HUMAN RIGHTS WATCH
Original Article: bit.ly/16LAuGU
Authorities in India should fully enforce a Supreme Court ruling to protect the rights of transgender people and help end discrimination, social exclusion, and abuse, Human Rights Watch said today. They should also credibly investigate several recent incidents in which police allegedly abused transgender people.
In April 2014, in a landmark judgment in National Legal Services Authority (NALSA) v. Union of India and Others, the Indian Supreme Court ruled that transgender people should be recognized as a third gender and not only enjoy all fundamental rights, but also receive special benefits in education and jobs.
“India’s Supreme Court last year finally recognized the rights of transgender people to vote, to get an education, or to find a job,” said Meenakshi Ganguly, South Asia director. “Now it’s up to the authorities to enforce the ruling by prosecuting those that target transgender people, denying their right to live in dignity and without persecution.”

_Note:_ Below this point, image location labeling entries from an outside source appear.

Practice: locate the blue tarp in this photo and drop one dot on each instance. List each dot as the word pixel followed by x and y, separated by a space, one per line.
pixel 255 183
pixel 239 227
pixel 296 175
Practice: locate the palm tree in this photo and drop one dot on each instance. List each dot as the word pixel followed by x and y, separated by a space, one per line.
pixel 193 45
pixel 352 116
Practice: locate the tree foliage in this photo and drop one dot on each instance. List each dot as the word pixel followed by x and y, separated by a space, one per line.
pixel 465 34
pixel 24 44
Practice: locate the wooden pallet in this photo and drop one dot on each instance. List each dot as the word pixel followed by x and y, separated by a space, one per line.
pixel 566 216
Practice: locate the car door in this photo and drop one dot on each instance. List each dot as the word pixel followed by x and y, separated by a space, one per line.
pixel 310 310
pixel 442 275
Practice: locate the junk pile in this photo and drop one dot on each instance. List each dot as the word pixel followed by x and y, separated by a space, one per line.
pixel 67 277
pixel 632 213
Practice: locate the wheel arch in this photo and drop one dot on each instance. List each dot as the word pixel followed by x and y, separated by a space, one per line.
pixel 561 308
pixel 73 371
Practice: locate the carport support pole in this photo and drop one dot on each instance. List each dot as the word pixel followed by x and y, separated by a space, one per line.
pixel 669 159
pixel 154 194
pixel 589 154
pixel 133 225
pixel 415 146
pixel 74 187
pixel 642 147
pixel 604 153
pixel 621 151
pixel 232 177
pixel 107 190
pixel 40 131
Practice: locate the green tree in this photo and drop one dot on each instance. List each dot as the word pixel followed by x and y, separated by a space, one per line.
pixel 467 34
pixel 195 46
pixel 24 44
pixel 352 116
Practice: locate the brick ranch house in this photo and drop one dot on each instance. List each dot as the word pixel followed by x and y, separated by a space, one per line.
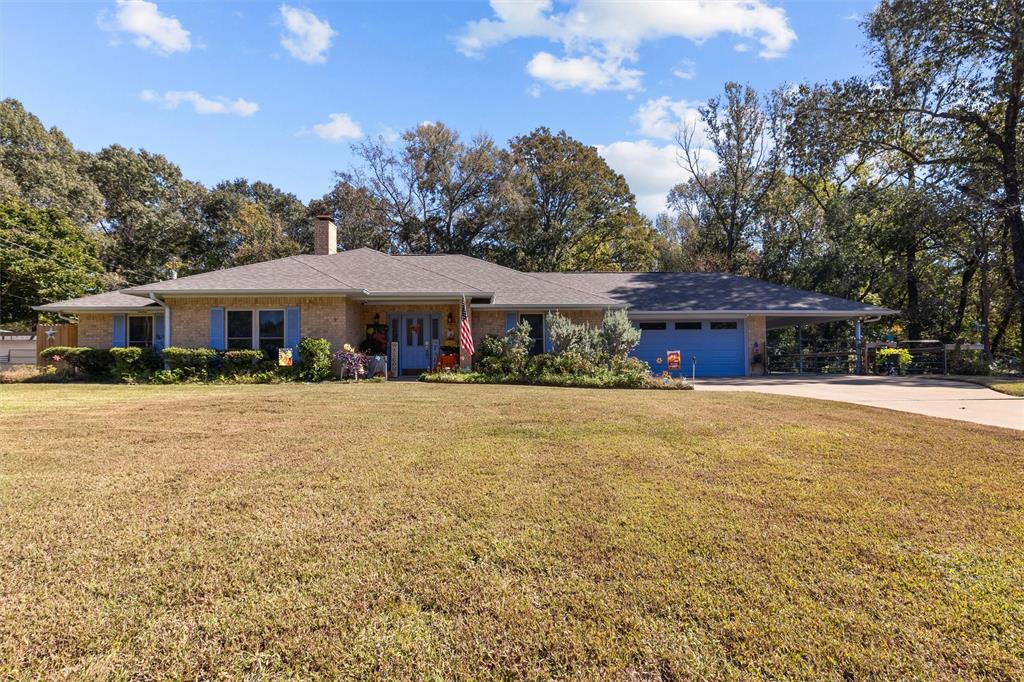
pixel 411 304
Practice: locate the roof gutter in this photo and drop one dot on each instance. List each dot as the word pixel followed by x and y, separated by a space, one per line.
pixel 549 306
pixel 167 320
pixel 772 313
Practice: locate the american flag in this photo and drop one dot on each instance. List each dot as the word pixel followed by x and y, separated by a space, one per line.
pixel 465 332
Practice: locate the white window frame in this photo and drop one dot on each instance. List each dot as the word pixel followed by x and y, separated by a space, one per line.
pixel 254 344
pixel 153 331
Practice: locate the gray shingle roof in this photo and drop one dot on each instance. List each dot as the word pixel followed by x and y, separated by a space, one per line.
pixel 509 287
pixel 112 300
pixel 372 273
pixel 706 292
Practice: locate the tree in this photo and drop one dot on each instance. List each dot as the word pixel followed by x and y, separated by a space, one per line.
pixel 562 208
pixel 44 257
pixel 725 200
pixel 260 236
pixel 42 168
pixel 972 53
pixel 359 216
pixel 283 206
pixel 152 215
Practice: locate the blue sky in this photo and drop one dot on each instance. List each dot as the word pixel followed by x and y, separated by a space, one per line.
pixel 279 91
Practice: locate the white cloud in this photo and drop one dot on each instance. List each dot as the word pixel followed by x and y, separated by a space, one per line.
pixel 686 70
pixel 663 118
pixel 585 73
pixel 338 127
pixel 151 30
pixel 201 104
pixel 609 33
pixel 306 36
pixel 651 171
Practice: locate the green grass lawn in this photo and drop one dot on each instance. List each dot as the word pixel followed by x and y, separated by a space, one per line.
pixel 498 531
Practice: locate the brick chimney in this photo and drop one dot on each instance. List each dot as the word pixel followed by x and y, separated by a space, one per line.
pixel 325 236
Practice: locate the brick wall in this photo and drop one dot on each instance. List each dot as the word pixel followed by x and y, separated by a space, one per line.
pixel 323 316
pixel 756 331
pixel 95 330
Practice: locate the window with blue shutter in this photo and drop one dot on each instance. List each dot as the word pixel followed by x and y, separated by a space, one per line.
pixel 217 329
pixel 158 333
pixel 120 336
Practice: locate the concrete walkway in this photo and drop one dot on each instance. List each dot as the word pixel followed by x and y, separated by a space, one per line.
pixel 935 397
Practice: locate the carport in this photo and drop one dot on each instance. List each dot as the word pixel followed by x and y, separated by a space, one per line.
pixel 718 321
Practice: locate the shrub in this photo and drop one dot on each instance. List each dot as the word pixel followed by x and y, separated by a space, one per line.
pixel 352 364
pixel 92 361
pixel 492 346
pixel 896 358
pixel 619 334
pixel 131 363
pixel 196 363
pixel 314 359
pixel 245 361
pixel 632 371
pixel 567 364
pixel 567 337
pixel 518 339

Nearly a year after the Supreme Court’s judgment, implementation has stalled, even as recent attacks on transgender communities highlight their vulnerability. In particular, section 377 of the Indian penal code, which criminalizes same-sex relations among consenting adults, has made both transgender people and homosexuals vulnerable to police harassment, extortion, and abuse.
The nongovernmental organization Telangana Hijra Transgender Samiti, based in the southern city of Hyderabad, reported 40 attacks on transgender people in the last six months. In several cases, the police refused to even register complaints, the rights group told Human Rights Watch.